Qui si rivela il cuore del messaggio del Regno: l’impurità non è un limite per la grazia. È, anzi, il luogo in cui la grazia si manifesta con più forza. Il lebbroso è purificato, ma Yeshua gli impone il silenzio. Tuttavia, egli non può tacere: la libertà interiore è ormai esplosa, il cuore purificato non può restare chiuso. Il "non dire niente a nessuno" di Yeshua, che gli studiosi chiamano il "segreto messianico" (ovvero che invitava a stare in silenzio dopo un miracolo perché non era ancora giunto il momento di palesarsi) sembra più l'invito a fare l'esatto contrario: "Non è che adesso te ne starai zitto, vero? Non è più il tempo dell'emarginazione, ma della reintegrazione".
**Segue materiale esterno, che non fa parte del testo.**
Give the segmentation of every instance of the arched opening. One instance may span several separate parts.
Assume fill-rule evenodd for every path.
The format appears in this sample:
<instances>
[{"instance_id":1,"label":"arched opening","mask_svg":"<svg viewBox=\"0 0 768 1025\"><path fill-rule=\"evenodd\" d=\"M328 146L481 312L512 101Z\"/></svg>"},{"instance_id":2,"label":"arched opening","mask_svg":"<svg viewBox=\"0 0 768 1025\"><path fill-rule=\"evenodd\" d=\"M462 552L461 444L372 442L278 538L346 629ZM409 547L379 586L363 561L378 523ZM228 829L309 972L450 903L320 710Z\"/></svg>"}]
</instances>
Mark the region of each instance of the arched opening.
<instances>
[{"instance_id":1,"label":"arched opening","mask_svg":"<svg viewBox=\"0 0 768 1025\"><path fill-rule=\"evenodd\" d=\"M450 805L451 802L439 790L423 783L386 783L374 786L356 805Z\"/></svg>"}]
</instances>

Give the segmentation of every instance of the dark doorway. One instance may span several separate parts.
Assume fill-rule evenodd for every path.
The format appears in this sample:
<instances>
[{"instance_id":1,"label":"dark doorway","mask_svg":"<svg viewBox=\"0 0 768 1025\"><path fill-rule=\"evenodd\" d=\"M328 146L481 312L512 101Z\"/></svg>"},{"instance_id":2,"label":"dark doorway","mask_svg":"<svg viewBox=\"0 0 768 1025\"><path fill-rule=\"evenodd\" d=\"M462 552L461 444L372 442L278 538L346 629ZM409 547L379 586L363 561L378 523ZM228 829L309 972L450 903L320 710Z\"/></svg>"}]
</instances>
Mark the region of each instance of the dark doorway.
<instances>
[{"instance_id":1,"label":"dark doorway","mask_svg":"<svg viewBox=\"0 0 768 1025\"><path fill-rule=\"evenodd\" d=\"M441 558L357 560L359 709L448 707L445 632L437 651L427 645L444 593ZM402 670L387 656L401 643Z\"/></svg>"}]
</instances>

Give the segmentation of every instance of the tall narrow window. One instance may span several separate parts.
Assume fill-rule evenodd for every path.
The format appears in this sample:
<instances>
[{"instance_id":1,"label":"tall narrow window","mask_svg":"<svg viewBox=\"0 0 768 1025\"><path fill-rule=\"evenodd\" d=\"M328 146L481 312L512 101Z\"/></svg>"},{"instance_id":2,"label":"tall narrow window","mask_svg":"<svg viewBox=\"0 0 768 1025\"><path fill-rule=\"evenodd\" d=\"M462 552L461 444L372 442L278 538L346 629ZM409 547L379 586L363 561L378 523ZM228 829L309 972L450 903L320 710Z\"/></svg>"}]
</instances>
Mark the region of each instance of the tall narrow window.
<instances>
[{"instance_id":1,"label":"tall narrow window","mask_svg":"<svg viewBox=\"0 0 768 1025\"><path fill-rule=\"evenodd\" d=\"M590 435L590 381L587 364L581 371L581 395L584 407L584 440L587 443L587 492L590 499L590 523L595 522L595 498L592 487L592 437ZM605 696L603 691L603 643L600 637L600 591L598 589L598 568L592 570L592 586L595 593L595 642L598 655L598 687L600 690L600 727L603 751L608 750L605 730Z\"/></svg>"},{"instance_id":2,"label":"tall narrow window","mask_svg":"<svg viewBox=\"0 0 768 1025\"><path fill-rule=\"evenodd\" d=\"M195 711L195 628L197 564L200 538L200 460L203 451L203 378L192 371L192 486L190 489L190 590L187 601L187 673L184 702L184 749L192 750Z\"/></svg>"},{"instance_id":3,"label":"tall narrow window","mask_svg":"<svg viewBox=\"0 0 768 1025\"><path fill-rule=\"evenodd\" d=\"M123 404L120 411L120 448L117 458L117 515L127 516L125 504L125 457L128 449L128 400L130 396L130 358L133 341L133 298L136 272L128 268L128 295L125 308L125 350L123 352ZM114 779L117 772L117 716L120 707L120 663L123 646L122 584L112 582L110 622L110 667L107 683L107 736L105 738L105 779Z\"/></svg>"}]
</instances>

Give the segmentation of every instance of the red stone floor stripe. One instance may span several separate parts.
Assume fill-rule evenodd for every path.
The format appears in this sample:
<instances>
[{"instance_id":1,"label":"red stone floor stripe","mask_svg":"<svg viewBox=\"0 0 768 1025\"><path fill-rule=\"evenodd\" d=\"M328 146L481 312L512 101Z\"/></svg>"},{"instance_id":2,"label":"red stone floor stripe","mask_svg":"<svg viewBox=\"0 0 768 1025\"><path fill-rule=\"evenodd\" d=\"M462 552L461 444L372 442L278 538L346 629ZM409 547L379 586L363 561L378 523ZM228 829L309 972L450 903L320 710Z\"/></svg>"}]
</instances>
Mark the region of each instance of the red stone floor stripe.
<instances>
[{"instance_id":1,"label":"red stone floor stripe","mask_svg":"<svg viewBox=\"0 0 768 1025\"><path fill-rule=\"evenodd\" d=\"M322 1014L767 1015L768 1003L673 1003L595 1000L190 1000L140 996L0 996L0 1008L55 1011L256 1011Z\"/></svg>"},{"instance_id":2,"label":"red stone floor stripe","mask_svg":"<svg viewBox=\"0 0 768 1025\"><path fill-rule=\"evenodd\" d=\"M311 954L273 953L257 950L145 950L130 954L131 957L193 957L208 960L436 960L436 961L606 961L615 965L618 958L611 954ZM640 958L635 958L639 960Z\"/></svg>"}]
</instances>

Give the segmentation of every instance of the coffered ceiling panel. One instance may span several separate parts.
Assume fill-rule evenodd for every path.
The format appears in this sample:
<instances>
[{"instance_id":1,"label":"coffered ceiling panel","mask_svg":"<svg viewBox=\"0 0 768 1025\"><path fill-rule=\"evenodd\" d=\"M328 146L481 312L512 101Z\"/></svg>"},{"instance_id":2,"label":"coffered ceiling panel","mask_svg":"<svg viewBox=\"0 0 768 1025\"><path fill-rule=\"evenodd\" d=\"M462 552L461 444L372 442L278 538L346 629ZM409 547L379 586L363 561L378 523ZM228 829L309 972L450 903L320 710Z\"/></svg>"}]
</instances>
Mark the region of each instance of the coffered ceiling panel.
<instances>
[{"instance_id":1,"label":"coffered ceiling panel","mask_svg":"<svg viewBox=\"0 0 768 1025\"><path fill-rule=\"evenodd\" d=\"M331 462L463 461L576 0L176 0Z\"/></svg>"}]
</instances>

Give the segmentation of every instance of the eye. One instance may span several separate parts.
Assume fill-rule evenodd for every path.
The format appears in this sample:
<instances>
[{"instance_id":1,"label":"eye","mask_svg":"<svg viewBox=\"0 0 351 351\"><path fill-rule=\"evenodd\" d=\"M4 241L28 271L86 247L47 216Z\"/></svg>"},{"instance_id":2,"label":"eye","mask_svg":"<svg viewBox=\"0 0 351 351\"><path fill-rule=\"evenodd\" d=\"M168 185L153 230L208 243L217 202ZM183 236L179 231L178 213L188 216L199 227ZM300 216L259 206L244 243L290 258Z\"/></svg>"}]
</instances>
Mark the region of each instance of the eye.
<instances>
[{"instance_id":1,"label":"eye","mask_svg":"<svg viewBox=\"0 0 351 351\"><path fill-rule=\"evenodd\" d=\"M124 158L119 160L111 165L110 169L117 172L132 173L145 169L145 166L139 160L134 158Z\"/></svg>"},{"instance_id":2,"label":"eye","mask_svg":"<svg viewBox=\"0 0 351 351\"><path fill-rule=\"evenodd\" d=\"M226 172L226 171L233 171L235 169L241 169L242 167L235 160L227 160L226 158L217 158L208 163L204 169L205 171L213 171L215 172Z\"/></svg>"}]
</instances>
Il Vangelo ci mostra che la purificazione vera è un atto d’amore, non di rituale. È la compassione che guarisce. E l’impurità più profonda non è nel corpo, ma nel cuore che giudica (cfr. Mt. 15,11.18), che esclude, che non si lascia toccare.


Conclusione

Alla luce della Parola di Dio, emerge una verità radicale: la vera impurità è la separazione, l’isolamento, il distaccamento dalla comunità di fede, la paura dell’altro. E la vera purificazione è il ritorno alla relazione, alla riconciliazione, alla fiducia, alla libertà interiore che permette di amare e lasciarsi amare.
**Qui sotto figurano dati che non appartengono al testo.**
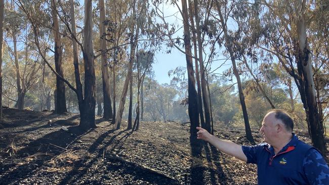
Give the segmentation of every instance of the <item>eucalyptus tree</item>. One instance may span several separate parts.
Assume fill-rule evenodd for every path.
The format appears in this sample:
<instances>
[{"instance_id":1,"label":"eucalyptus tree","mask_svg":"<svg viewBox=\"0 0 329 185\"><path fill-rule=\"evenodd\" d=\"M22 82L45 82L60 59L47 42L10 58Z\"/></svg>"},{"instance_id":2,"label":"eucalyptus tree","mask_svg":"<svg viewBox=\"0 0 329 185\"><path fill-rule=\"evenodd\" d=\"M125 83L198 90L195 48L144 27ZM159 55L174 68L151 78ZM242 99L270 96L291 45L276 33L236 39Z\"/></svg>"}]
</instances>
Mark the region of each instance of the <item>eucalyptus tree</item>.
<instances>
[{"instance_id":1,"label":"eucalyptus tree","mask_svg":"<svg viewBox=\"0 0 329 185\"><path fill-rule=\"evenodd\" d=\"M11 3L8 2L7 5L6 17L8 19L7 37L11 37L12 41L6 40L6 43L15 69L13 74L16 76L12 76L10 74L8 77L16 79L16 85L12 84L17 91L17 100L14 100L15 107L23 109L26 92L38 80L39 74L38 72L42 69L43 63L40 61L40 55L35 52L35 49L31 44L32 42L29 35L31 32L28 21L20 15L21 12L15 7L14 2ZM45 35L47 34L45 30L40 32ZM18 44L19 45L18 49Z\"/></svg>"},{"instance_id":2,"label":"eucalyptus tree","mask_svg":"<svg viewBox=\"0 0 329 185\"><path fill-rule=\"evenodd\" d=\"M130 18L130 11L129 0L115 0L113 1L106 1L106 8L109 14L108 18L106 19L106 40L108 45L113 47L114 49L109 51L109 55L110 58L108 59L112 61L108 64L111 69L112 77L112 88L113 91L113 119L112 123L115 123L116 117L116 92L117 90L116 71L118 70L117 66L119 62L126 60L128 57L126 54L125 47L120 45L126 40L127 30Z\"/></svg>"},{"instance_id":3,"label":"eucalyptus tree","mask_svg":"<svg viewBox=\"0 0 329 185\"><path fill-rule=\"evenodd\" d=\"M139 50L137 52L135 66L137 71L137 105L136 109L136 117L135 119L133 129L138 129L140 114L141 113L140 109L142 110L141 117L143 118L143 84L144 83L145 75L147 74L151 74L152 73L151 67L152 63L154 62L154 53L150 51L146 52L144 50ZM140 106L140 104L141 104L141 105ZM140 107L141 107L141 109L140 108Z\"/></svg>"},{"instance_id":4,"label":"eucalyptus tree","mask_svg":"<svg viewBox=\"0 0 329 185\"><path fill-rule=\"evenodd\" d=\"M323 119L321 118L322 113L319 112L320 103L317 100L320 95L317 94L314 77L317 73L321 73L321 67L318 67L325 66L320 64L325 63L326 60L327 61L327 42L324 40L324 47L320 49L316 47L318 42L312 43L315 40L311 38L327 37L327 24L320 21L324 15L328 15L323 9L325 3L311 1L260 2L263 5L260 24L261 28L267 31L263 35L260 47L274 55L294 78L305 110L313 145L324 152L326 149ZM312 47L310 47L310 44ZM319 59L315 57L319 53L316 50L325 51L320 52L322 60L313 60Z\"/></svg>"},{"instance_id":5,"label":"eucalyptus tree","mask_svg":"<svg viewBox=\"0 0 329 185\"><path fill-rule=\"evenodd\" d=\"M190 127L190 138L194 141L196 138L196 127L199 126L199 107L197 94L195 89L195 79L194 78L193 61L191 57L191 33L188 23L187 4L186 0L182 1L182 15L184 24L184 42L187 68L187 77L188 81L188 115L191 122Z\"/></svg>"},{"instance_id":6,"label":"eucalyptus tree","mask_svg":"<svg viewBox=\"0 0 329 185\"><path fill-rule=\"evenodd\" d=\"M51 14L53 19L53 31L54 32L54 58L56 72L64 78L64 71L62 66L62 56L63 47L61 43L61 35L59 30L59 23L57 16L57 5L56 0L51 0ZM59 77L56 76L56 101L55 111L57 113L67 112L65 98L65 86L64 82Z\"/></svg>"},{"instance_id":7,"label":"eucalyptus tree","mask_svg":"<svg viewBox=\"0 0 329 185\"><path fill-rule=\"evenodd\" d=\"M2 64L4 41L4 16L5 3L4 0L0 0L0 122L3 118L3 103L2 103Z\"/></svg>"},{"instance_id":8,"label":"eucalyptus tree","mask_svg":"<svg viewBox=\"0 0 329 185\"><path fill-rule=\"evenodd\" d=\"M102 69L102 83L103 85L103 97L104 103L104 114L103 118L105 119L113 118L111 93L110 91L110 76L109 73L107 54L104 52L106 51L106 22L105 19L105 6L104 0L98 2L100 13L99 30L100 36L101 51L103 53L101 56Z\"/></svg>"},{"instance_id":9,"label":"eucalyptus tree","mask_svg":"<svg viewBox=\"0 0 329 185\"><path fill-rule=\"evenodd\" d=\"M77 39L76 34L74 34L76 33L76 32L75 32L74 31L72 31L72 29L71 29L70 26L70 24L68 22L68 17L66 14L66 12L68 11L62 11L62 13L64 14L63 16L60 16L60 14L57 12L57 15L62 22L65 25L67 30L70 34L72 39L76 42L75 43L73 41L73 48L75 48L73 50L73 54L74 53L75 54L73 55L74 55L73 57L73 63L74 64L74 74L75 74L76 89L66 79L64 79L62 76L56 72L54 68L48 62L45 56L45 53L43 51L43 49L42 48L39 38L40 35L39 28L41 24L40 22L37 21L38 20L38 15L33 10L30 10L28 9L32 5L38 5L37 2L31 2L30 4L23 3L20 0L17 0L16 2L19 6L20 8L24 12L31 23L32 29L34 33L34 44L36 46L38 53L43 58L44 62L49 67L54 74L56 75L56 77L59 78L61 80L64 81L76 94L78 98L79 110L80 111L80 120L79 126L83 129L88 129L95 127L96 80L94 60L97 56L94 55L93 44L93 37L92 29L93 22L92 17L92 1L85 1L84 39L83 44L78 41ZM69 6L68 7L71 7L71 9L73 10L72 12L71 12L71 14L74 17L74 7L72 7L74 6L74 2L73 1L71 1L69 3L70 4L68 5L71 5L71 6ZM33 4L33 3L35 3L35 4ZM61 4L60 4L60 6L62 10L64 9ZM67 7L65 7L65 8L67 8ZM75 18L73 17L73 19L71 21L73 22L71 23L73 25L72 27L75 28L75 26L76 26L74 22ZM77 61L77 56L78 55L77 47L75 47L77 44L75 45L75 43L78 44L80 45L84 58L85 69L84 92L83 92L82 84L81 83L80 72L78 67L78 61Z\"/></svg>"},{"instance_id":10,"label":"eucalyptus tree","mask_svg":"<svg viewBox=\"0 0 329 185\"><path fill-rule=\"evenodd\" d=\"M230 17L232 16L231 13L236 3L234 1L220 1L219 0L215 0L215 3L217 9L217 10L218 12L218 16L220 18L219 22L220 23L220 25L222 29L223 29L223 31L224 32L223 39L225 40L224 45L226 49L226 51L229 54L230 60L232 62L233 73L236 78L240 103L243 115L243 119L244 120L245 134L248 140L251 142L253 143L254 142L254 138L252 135L251 129L249 124L248 113L245 106L245 103L244 102L244 96L243 95L243 89L241 83L241 79L239 74L240 73L238 70L238 68L237 67L236 61L235 60L236 55L234 51L234 44L233 42L235 39L236 39L236 38L234 38L234 33L230 34L230 32L233 32L234 30L229 30L227 26L228 20L230 18Z\"/></svg>"},{"instance_id":11,"label":"eucalyptus tree","mask_svg":"<svg viewBox=\"0 0 329 185\"><path fill-rule=\"evenodd\" d=\"M207 96L207 82L205 80L205 69L203 65L203 47L204 44L204 36L205 35L205 31L203 31L201 33L202 29L200 27L200 11L199 11L199 4L198 1L193 1L194 2L194 16L195 19L195 26L196 29L194 29L194 26L192 30L195 29L195 32L196 33L196 39L197 41L197 48L198 49L198 60L199 61L199 64L200 65L200 82L201 82L201 89L202 90L202 102L203 103L203 107L204 109L204 117L205 117L205 124L203 125L203 127L210 131L211 129L211 116L210 116L210 106L209 105L209 100L208 100L208 97ZM209 14L210 12L210 10L212 9L213 6L213 1L208 1L207 2L204 2L204 3L207 5L206 11L205 11L205 16L204 16L204 20L203 22L203 24L202 25L203 27L207 27L207 24L208 21L208 19L209 18ZM191 4L190 5L192 5ZM207 28L204 29L204 30L207 30ZM194 48L196 48L196 45L194 45ZM199 96L200 95L199 95ZM201 101L199 101L199 104L201 104ZM200 107L200 106L199 106ZM200 114L201 114L201 111L200 111Z\"/></svg>"},{"instance_id":12,"label":"eucalyptus tree","mask_svg":"<svg viewBox=\"0 0 329 185\"><path fill-rule=\"evenodd\" d=\"M130 30L130 40L131 42L130 44L130 54L129 57L129 63L128 64L128 69L127 75L126 76L126 80L125 80L125 84L124 85L124 88L121 95L121 98L120 99L120 104L119 105L119 108L118 110L118 114L116 115L116 118L115 118L115 123L114 124L114 127L117 129L120 128L121 121L122 119L122 116L124 113L124 109L125 108L125 103L126 102L126 97L127 94L127 91L128 89L128 85L129 82L132 80L132 68L133 64L134 62L134 59L135 56L135 52L136 49L136 46L137 45L137 40L138 38L138 35L139 34L140 31L140 25L137 22L136 19L138 19L136 17L136 0L133 1L132 2L132 16L131 16L131 19L130 20L130 27L129 28ZM132 101L131 99L131 101ZM130 108L130 114L131 114L132 110L131 107ZM130 122L128 124L128 129L131 129L132 127L132 122L131 122L131 117Z\"/></svg>"}]
</instances>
Il sistema levitico ci insegna la gravità del disordine, ma resta chiuso nel formalismo. L’episodio dei lebbrosi di 2 Re ci mostra che l’etica può superare la Torah, così come la possibilità di salvare una vita umana consente la mortale violazione dello Shabbat. Il gesto di Yeshua ci rivela che la santità autentica è contagiosa, perché è fatta di misericordia. La grazia non teme il contatto, ma lo cerca. Non si ritrae dalla fragilità, ma vi entra per redimerla.
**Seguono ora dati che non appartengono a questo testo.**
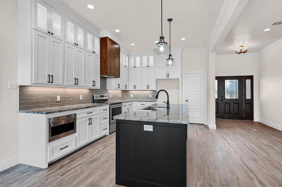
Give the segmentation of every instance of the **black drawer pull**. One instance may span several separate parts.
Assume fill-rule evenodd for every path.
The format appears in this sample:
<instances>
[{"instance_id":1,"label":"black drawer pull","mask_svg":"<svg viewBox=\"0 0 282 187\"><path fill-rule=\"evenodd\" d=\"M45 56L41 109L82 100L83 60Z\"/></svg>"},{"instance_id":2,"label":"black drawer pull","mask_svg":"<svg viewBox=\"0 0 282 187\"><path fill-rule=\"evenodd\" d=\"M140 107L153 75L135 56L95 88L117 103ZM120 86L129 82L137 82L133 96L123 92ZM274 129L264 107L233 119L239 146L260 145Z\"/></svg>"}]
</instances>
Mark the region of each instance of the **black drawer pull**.
<instances>
[{"instance_id":1,"label":"black drawer pull","mask_svg":"<svg viewBox=\"0 0 282 187\"><path fill-rule=\"evenodd\" d=\"M60 150L62 150L62 149L63 149L65 148L66 148L68 146L66 146L65 147L63 147L63 148L60 148Z\"/></svg>"}]
</instances>

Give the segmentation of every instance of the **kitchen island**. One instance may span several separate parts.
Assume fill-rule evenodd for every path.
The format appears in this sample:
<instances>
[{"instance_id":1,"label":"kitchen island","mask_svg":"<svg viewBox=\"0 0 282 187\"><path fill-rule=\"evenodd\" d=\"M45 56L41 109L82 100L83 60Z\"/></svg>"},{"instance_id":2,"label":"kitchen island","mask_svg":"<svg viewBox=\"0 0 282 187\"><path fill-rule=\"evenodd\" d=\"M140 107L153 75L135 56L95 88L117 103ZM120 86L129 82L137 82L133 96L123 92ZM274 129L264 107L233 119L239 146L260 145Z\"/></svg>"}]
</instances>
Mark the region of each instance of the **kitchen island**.
<instances>
[{"instance_id":1,"label":"kitchen island","mask_svg":"<svg viewBox=\"0 0 282 187\"><path fill-rule=\"evenodd\" d=\"M116 183L186 186L187 105L154 104L115 116Z\"/></svg>"}]
</instances>

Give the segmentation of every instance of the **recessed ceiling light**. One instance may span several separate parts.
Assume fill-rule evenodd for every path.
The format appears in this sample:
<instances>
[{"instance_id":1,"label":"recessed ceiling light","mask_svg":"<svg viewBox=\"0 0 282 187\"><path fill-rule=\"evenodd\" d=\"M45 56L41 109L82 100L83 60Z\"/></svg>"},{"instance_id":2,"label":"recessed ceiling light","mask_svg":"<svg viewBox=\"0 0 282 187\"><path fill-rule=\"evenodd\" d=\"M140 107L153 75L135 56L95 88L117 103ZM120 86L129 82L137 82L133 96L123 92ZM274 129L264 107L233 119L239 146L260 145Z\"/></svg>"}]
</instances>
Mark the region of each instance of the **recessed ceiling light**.
<instances>
[{"instance_id":1,"label":"recessed ceiling light","mask_svg":"<svg viewBox=\"0 0 282 187\"><path fill-rule=\"evenodd\" d=\"M96 8L95 6L92 5L87 5L87 7L90 9L95 9Z\"/></svg>"}]
</instances>

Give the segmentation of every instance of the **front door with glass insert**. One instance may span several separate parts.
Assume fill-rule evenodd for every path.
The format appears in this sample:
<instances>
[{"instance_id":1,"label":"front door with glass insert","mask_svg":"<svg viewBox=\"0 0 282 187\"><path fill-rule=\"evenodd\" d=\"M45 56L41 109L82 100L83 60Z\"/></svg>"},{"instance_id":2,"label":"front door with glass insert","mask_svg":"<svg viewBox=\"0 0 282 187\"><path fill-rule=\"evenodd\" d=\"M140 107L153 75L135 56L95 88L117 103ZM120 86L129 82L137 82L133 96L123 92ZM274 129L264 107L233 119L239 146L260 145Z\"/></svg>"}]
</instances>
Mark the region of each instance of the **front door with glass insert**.
<instances>
[{"instance_id":1,"label":"front door with glass insert","mask_svg":"<svg viewBox=\"0 0 282 187\"><path fill-rule=\"evenodd\" d=\"M253 119L253 76L218 77L215 79L216 117Z\"/></svg>"}]
</instances>

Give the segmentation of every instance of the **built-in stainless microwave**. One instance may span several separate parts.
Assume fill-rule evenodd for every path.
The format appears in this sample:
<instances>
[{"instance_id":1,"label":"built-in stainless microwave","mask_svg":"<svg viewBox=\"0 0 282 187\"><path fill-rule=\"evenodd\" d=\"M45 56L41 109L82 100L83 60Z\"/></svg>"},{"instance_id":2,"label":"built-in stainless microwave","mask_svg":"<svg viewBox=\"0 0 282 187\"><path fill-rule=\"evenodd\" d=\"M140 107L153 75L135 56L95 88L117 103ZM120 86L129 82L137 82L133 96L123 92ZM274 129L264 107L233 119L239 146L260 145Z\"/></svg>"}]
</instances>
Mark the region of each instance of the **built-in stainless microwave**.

Oggi, in un tempo in cui le categorie di puro e impuro si sono trasformate in etiche sociali, morali, ideologiche, siamo chiamati a discernere dove si nasconde la vera impurità: forse nel cuore che non ascolta, nell’anima che non condivide, nell’ego che giudica. E siamo chiamati, come i lebbrosi salvati, a non tacere ciò che abbiamo ricevuto.

Perché la vera purezza è la libertà di amare come siamo stati amati.